Comprehensive Serological, Bacteriological, And Molecular Overview of Brucellosis In Cattle And Buffaloes In Some Governorates Page negative or vaccinated bacteria (Gall and Nielsen, 2004; Corbel, 2006) Brucella and sp. Buffalo infection has a course nearly similar to that of cattle and the same serological procedures adopted for cattle may be used for these animals, but each test should be validated for fitness (OIE, 2016). In this view, the current work was planned to detect the predominant species and biovars of Brucella isolates by traditional bacteriology and Bruce-Ladder PCR, which recovered from various large ruminant tissue samples, as well as to evaluate the diagnostic efficiency of some serological tests used to diagnose large brucellosis of ruminant.

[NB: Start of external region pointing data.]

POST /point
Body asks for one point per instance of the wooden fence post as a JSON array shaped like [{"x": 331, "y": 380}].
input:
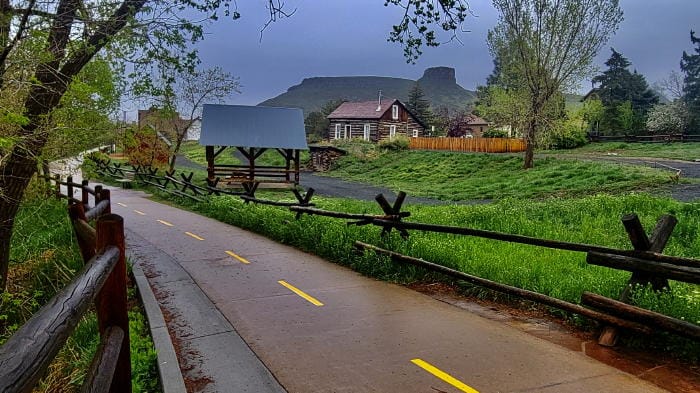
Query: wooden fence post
[
  {"x": 111, "y": 302},
  {"x": 84, "y": 196},
  {"x": 105, "y": 196},
  {"x": 641, "y": 242},
  {"x": 98, "y": 194},
  {"x": 69, "y": 188},
  {"x": 83, "y": 231},
  {"x": 57, "y": 186}
]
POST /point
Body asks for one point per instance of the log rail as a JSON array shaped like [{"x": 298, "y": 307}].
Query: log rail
[{"x": 27, "y": 354}]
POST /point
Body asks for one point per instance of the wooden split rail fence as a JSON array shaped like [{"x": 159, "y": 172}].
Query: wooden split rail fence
[
  {"x": 25, "y": 357},
  {"x": 645, "y": 261},
  {"x": 185, "y": 186}
]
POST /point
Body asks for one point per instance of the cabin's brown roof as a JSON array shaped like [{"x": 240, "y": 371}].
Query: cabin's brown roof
[
  {"x": 476, "y": 120},
  {"x": 361, "y": 110}
]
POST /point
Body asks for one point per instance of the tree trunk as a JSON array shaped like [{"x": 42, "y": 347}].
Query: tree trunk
[
  {"x": 15, "y": 175},
  {"x": 176, "y": 150},
  {"x": 529, "y": 161}
]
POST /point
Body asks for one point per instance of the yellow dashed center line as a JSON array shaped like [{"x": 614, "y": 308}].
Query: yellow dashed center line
[
  {"x": 301, "y": 293},
  {"x": 193, "y": 235},
  {"x": 240, "y": 258},
  {"x": 444, "y": 376},
  {"x": 165, "y": 223}
]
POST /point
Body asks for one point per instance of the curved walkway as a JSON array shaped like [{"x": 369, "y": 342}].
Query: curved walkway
[{"x": 249, "y": 314}]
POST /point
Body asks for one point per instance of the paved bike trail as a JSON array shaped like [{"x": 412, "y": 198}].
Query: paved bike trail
[{"x": 266, "y": 317}]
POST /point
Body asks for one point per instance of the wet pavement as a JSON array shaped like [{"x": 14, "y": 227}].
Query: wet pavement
[{"x": 320, "y": 327}]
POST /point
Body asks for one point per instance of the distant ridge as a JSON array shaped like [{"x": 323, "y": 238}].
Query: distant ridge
[{"x": 438, "y": 83}]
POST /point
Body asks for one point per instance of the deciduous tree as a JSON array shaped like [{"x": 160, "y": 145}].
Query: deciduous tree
[
  {"x": 45, "y": 44},
  {"x": 186, "y": 96},
  {"x": 551, "y": 44},
  {"x": 690, "y": 65}
]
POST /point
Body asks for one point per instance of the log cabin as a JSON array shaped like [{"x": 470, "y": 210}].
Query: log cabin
[{"x": 373, "y": 121}]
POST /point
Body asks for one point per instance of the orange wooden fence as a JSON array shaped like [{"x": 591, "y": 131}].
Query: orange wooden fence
[{"x": 485, "y": 145}]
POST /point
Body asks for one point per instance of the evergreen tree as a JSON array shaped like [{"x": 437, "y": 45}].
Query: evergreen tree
[
  {"x": 690, "y": 65},
  {"x": 317, "y": 122},
  {"x": 618, "y": 87},
  {"x": 419, "y": 105}
]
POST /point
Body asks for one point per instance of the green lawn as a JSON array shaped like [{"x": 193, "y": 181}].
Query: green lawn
[
  {"x": 561, "y": 274},
  {"x": 464, "y": 176},
  {"x": 678, "y": 151},
  {"x": 44, "y": 258}
]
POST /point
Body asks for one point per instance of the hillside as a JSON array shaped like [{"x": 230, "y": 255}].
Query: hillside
[{"x": 438, "y": 83}]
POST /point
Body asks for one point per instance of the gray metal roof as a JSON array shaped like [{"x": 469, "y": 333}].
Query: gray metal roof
[{"x": 253, "y": 126}]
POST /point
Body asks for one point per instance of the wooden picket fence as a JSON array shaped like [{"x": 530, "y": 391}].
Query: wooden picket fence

Results: Validation is a process that determines the fitness of an assay for a planned purpose which has been properly established, optimized and standardized (OIE, 2013). All diagnostic immunoassays, either in the laboratory or in the field, should be checked for the species in which they are to be used or should provide diagnostic performance estimates for each test (OIE, 2013). Typically, bacteriological isolation cannot establish the sensitivity of a test as false negative culture results can occur for several reasons, including the absence of the micro-organism in the cultured tissues or insufficient numbers of the micro-organisms present to grow on different media. (Nielsen & Gall, 2004). In addition, inadequate tissue storage, failure to choose a suitable tissue variety or insufficient tissue material, and collection of samples from uninfected tissues.